Garland was born in Joliet, Illinois, on November 28, 1899. He moved to Detroit in 1921, and spent the rest of his life in the Detroit area. He was an accomplished pilot and yachtsman, active in the Civil Air Patrol, and served on the advisory board of Aviation and Yachting magazine. In 1945 he built his home in Detroit at 14480 Riverside Avenue, located on the Detroit River. He operated a seaplane base and flight school from his home. Garland's seaplane base had both wooden ramps, from which he operated floatplanes, and a concrete ramp from which he could taxi his Grumman Widgeon amphibian into the water.

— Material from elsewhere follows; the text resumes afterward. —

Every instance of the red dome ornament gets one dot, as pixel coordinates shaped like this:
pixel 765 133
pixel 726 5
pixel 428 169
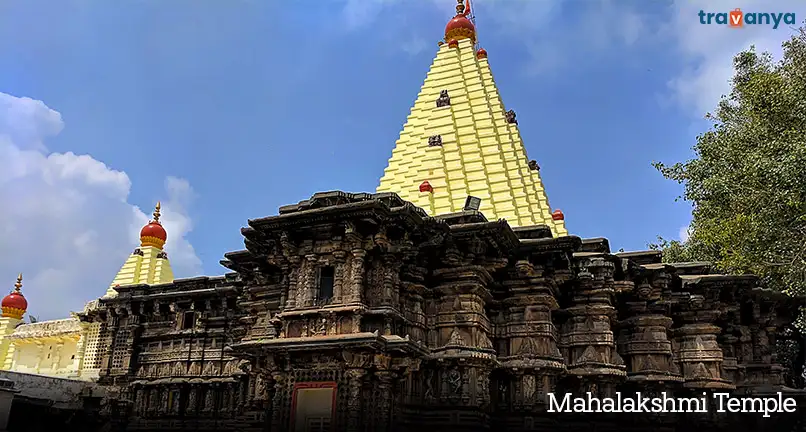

In 1952 the City of Detroit took possession of Garland's property by eminent domain to convert it into a park, and Garland moved to Grosse Pointe Shores in Lake Township. He built his home at Gaukler Point on the shore of Lake St. Clair and constructed a seaplane ramp from which he operated his Piper PA-18 "Super Cub" floatplane. He replaced Mrs. Edsel Ford on the township board of review and became Supervisor of Lake Township on November 6, 1953, at a time that the township had only 13 registered voters. As Township Supervisor he was a member of the Macomb County Board of Supervisors for nearly 20 years, and served as Chairman of the Airport Committee.

Garland and his wife Rose had three children: Harry (b. 1947), Judy (b. 1949), and Carol (b. 1951). He died on June 18, 1972. His wife Rose continued living in their Grosse Pointe Shores home until her death on April 26, 2014.